I've ashed a few Discs with a 4 Spds shifting through corners at between 5500 to 6800 rpm but never broke one and service them when they tell you they need a little TLC.

Everett#2390
Aug 20th, 08, 04:11 AM
Why would you want to dump a clutch without feathering. Not even auto main clusters can with stand a Dead Hook.Maybe with today's compounds, one has to adjust their technique. But, older technology, rayon, nylon, & belted-bias cord tires had a harder compound and would release (spin) energy up in smoke.

I always side-stepped the clutch and had a 10-bolt 3.36:1 in an '64 Impala give out.

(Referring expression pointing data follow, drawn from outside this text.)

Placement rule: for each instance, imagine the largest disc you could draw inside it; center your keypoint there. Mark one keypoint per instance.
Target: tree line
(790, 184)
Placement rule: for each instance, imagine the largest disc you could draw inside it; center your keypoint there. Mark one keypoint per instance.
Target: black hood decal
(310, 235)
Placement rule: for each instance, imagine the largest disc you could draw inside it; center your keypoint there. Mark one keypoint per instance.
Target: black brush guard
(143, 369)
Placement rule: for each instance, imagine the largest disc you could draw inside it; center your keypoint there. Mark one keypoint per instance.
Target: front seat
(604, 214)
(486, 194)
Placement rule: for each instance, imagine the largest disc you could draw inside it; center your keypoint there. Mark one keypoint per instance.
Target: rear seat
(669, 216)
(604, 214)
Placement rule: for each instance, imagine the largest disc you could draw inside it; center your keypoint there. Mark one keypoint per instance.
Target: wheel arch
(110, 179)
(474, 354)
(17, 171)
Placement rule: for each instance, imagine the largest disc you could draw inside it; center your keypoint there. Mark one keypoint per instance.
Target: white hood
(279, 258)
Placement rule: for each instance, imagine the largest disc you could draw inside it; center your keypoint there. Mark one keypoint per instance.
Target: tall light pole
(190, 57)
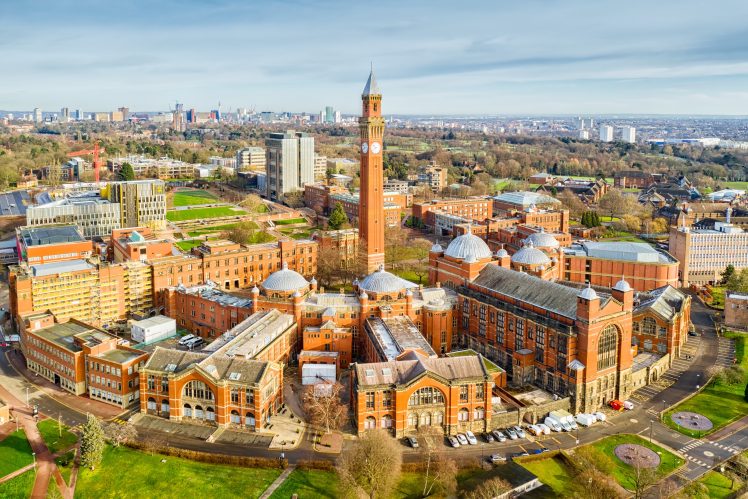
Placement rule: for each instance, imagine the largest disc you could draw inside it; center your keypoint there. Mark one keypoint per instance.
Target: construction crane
(95, 153)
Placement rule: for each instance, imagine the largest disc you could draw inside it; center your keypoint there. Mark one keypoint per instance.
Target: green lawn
(719, 485)
(127, 473)
(308, 484)
(200, 213)
(622, 472)
(720, 402)
(51, 436)
(19, 487)
(553, 473)
(15, 452)
(194, 196)
(290, 221)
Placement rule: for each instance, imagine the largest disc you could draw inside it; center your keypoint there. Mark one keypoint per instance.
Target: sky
(430, 57)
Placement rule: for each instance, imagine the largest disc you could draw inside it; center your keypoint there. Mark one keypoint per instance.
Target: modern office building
(289, 163)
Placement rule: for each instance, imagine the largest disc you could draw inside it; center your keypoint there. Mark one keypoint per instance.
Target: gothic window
(607, 347)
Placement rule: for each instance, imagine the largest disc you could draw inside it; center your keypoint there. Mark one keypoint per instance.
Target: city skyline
(488, 58)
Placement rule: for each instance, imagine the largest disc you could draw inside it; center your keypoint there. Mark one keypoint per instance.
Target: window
(426, 396)
(607, 348)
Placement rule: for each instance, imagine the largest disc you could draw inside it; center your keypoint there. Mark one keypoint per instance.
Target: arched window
(607, 347)
(426, 396)
(197, 390)
(649, 326)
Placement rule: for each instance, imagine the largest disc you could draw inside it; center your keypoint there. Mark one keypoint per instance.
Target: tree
(92, 442)
(371, 466)
(119, 434)
(322, 403)
(126, 172)
(337, 218)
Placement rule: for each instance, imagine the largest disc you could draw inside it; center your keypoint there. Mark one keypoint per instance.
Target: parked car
(499, 436)
(471, 438)
(184, 339)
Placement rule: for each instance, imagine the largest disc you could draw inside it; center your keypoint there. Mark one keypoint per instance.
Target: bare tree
(322, 403)
(118, 434)
(370, 467)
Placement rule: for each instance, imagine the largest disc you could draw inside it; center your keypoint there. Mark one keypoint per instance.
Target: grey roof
(53, 268)
(285, 280)
(468, 245)
(371, 87)
(381, 281)
(529, 255)
(666, 301)
(548, 295)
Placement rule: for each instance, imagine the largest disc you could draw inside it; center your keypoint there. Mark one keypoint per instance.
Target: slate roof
(529, 289)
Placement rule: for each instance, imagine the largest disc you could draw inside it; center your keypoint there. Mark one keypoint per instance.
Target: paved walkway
(278, 481)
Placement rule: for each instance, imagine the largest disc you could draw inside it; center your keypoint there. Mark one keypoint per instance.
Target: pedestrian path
(278, 481)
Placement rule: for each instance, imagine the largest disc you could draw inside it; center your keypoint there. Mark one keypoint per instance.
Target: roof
(49, 234)
(402, 372)
(371, 87)
(548, 295)
(381, 281)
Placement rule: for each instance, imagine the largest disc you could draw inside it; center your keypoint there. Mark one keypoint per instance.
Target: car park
(499, 436)
(471, 438)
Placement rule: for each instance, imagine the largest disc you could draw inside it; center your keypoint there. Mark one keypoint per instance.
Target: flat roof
(49, 234)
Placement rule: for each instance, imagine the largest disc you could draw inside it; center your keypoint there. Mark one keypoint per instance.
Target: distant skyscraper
(628, 134)
(606, 133)
(289, 163)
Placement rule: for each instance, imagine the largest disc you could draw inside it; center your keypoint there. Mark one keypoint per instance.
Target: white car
(471, 438)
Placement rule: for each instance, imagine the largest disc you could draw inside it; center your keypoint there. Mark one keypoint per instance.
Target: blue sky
(431, 57)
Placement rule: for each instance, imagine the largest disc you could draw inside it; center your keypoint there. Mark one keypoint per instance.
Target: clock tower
(371, 201)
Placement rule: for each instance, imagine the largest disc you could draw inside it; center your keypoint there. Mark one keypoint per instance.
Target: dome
(285, 280)
(382, 281)
(542, 240)
(528, 255)
(622, 286)
(466, 245)
(588, 293)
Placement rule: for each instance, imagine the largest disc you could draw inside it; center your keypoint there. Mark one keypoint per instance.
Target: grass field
(308, 484)
(51, 436)
(126, 473)
(623, 472)
(718, 485)
(193, 196)
(19, 487)
(200, 213)
(720, 402)
(553, 473)
(15, 452)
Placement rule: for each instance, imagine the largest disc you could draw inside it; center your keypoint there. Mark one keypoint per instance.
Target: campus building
(82, 359)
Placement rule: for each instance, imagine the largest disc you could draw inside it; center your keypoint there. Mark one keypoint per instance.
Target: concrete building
(289, 163)
(705, 253)
(606, 133)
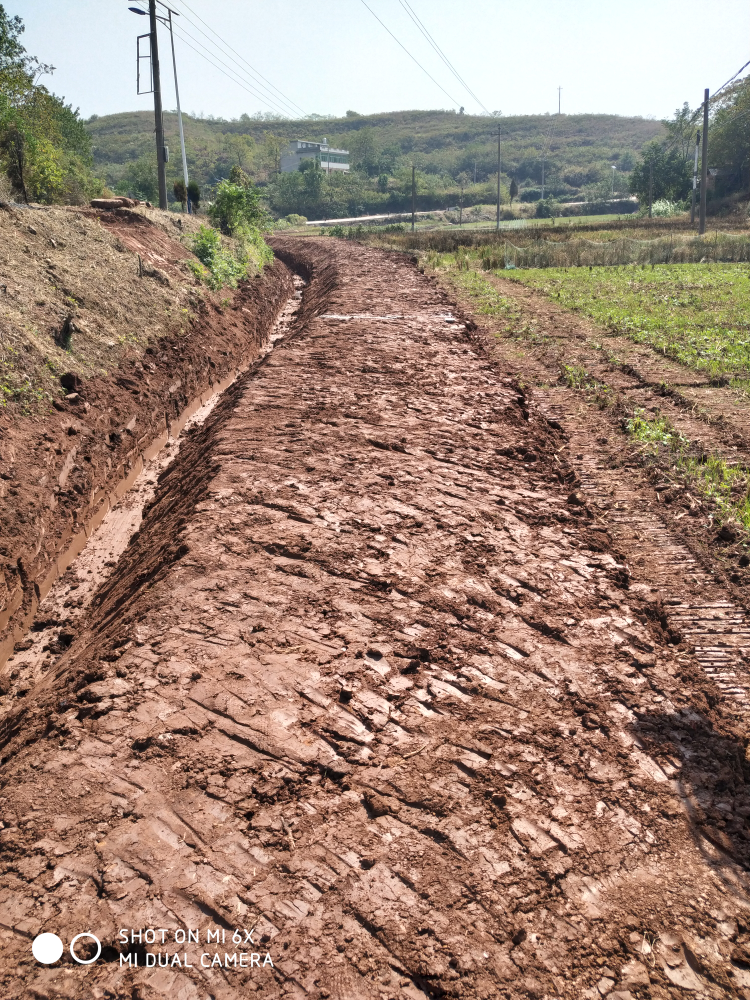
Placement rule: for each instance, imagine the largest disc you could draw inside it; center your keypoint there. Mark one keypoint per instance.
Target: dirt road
(369, 707)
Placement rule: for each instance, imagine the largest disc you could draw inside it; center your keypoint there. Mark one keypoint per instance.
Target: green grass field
(698, 314)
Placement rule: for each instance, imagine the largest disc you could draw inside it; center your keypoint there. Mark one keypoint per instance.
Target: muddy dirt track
(370, 693)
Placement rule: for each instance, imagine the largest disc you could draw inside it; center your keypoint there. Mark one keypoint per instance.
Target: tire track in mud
(695, 604)
(367, 686)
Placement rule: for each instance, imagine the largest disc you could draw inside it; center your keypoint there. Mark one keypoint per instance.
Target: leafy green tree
(665, 169)
(140, 178)
(363, 151)
(235, 207)
(238, 176)
(728, 138)
(681, 130)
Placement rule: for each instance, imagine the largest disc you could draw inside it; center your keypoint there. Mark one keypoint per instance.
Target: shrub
(220, 266)
(237, 206)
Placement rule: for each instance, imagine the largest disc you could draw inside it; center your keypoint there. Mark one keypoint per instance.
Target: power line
(231, 75)
(413, 58)
(247, 84)
(415, 18)
(291, 104)
(730, 79)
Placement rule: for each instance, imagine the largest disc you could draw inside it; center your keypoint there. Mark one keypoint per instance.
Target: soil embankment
(370, 687)
(165, 342)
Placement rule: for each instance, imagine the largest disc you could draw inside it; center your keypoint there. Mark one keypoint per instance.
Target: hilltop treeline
(45, 150)
(455, 156)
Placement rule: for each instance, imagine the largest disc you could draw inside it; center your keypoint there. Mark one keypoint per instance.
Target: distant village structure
(331, 160)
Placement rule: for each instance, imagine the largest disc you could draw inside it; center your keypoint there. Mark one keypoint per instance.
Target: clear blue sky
(642, 57)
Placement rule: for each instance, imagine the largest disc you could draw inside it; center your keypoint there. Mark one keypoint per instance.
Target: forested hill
(576, 150)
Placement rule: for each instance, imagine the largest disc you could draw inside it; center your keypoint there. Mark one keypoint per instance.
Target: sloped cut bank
(58, 478)
(368, 700)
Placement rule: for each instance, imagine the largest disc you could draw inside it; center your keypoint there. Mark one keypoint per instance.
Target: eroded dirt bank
(370, 685)
(61, 467)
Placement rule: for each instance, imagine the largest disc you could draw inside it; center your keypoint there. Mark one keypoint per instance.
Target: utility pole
(158, 116)
(498, 178)
(179, 113)
(413, 195)
(650, 188)
(704, 165)
(695, 177)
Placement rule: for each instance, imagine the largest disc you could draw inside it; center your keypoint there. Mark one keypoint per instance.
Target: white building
(331, 160)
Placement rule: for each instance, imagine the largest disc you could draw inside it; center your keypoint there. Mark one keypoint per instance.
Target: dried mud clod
(400, 713)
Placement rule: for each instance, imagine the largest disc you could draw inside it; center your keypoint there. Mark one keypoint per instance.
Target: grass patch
(697, 314)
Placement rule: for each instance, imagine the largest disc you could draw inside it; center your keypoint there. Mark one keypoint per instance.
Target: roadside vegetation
(45, 150)
(236, 213)
(697, 314)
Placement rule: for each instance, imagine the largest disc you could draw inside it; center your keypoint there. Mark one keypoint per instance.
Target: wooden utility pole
(695, 177)
(413, 195)
(704, 165)
(498, 178)
(650, 188)
(158, 116)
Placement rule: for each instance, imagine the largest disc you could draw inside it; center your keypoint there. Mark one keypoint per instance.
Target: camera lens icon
(85, 961)
(48, 948)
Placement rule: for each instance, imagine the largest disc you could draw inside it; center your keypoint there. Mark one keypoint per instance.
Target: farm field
(698, 314)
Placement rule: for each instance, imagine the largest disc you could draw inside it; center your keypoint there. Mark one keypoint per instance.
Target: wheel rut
(697, 607)
(370, 697)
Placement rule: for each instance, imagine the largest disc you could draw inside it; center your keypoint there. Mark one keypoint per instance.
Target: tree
(238, 176)
(661, 174)
(681, 129)
(728, 142)
(140, 179)
(44, 146)
(363, 150)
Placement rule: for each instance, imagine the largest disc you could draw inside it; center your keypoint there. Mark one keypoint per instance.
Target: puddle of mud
(62, 610)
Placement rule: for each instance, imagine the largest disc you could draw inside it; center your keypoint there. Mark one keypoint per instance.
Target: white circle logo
(47, 948)
(86, 961)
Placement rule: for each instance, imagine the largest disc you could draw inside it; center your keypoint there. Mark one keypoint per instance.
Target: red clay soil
(58, 471)
(140, 236)
(369, 709)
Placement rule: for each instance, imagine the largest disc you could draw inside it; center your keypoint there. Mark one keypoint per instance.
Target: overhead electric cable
(231, 75)
(415, 18)
(182, 33)
(730, 79)
(413, 58)
(290, 103)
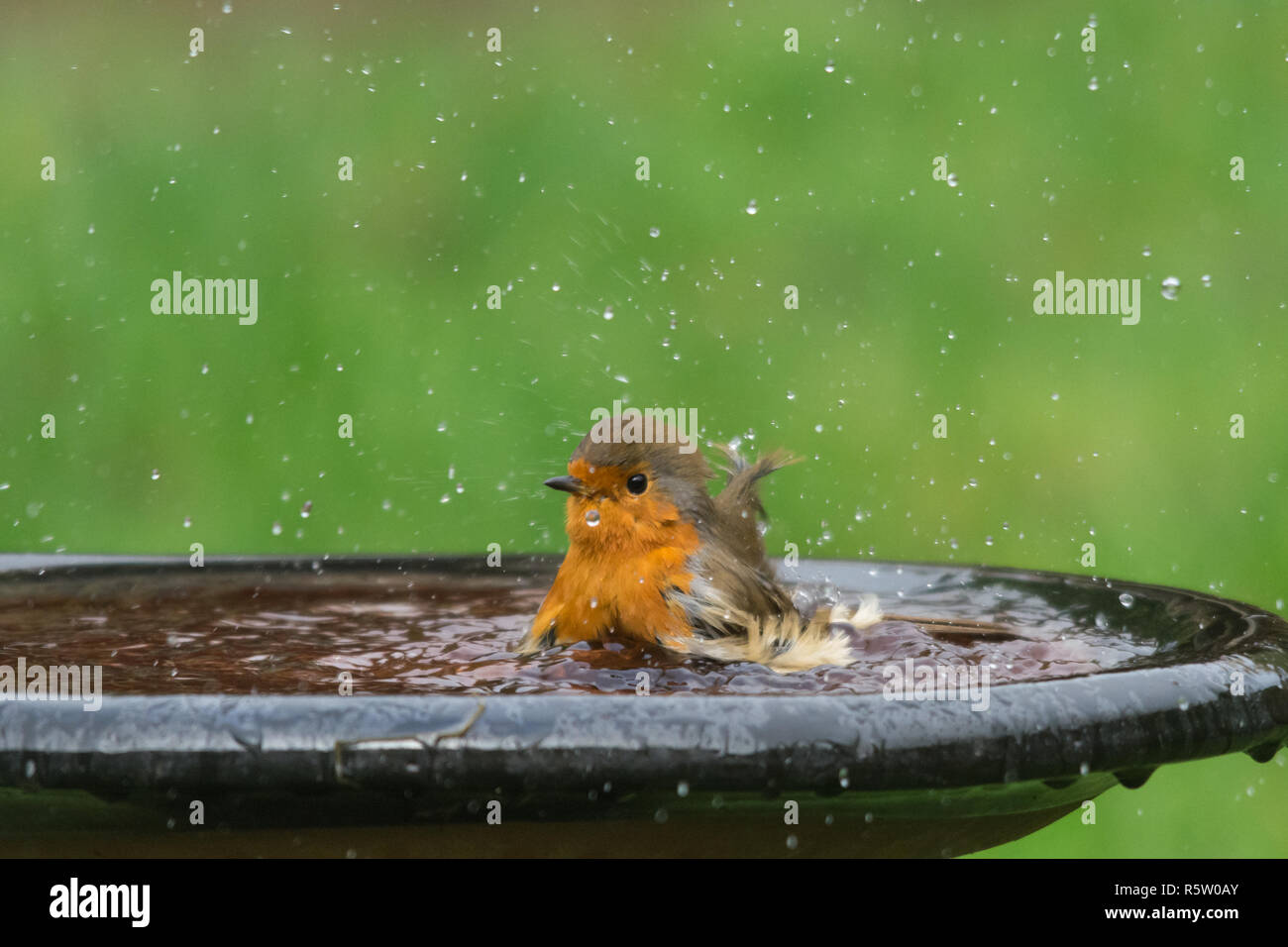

I always had my fingers crossed otherwise.

Automatics can handle shock load better as there is a fluid coupling between the power maker and power transfer device. However, there are some hard hitting convertors out there acting like a mechanical clutch.

pdq67
Aug 20th, 08, 05:11 PM
Off topic, but it may help??

I have read that a GM "Clutch-400" or a MOPAR "Clutch-Flite" are the hardest tranny's you can run behind an engine b/c they shift almost instantaneously and they don't have the "clutch hub-spring and marcel" feather OR the hydraulic dampening of the converter to help hold shock to the drivetrain to a min!

And I have to add that I don't know if the Blue Oval guys ever "clutched" their C-6's or not??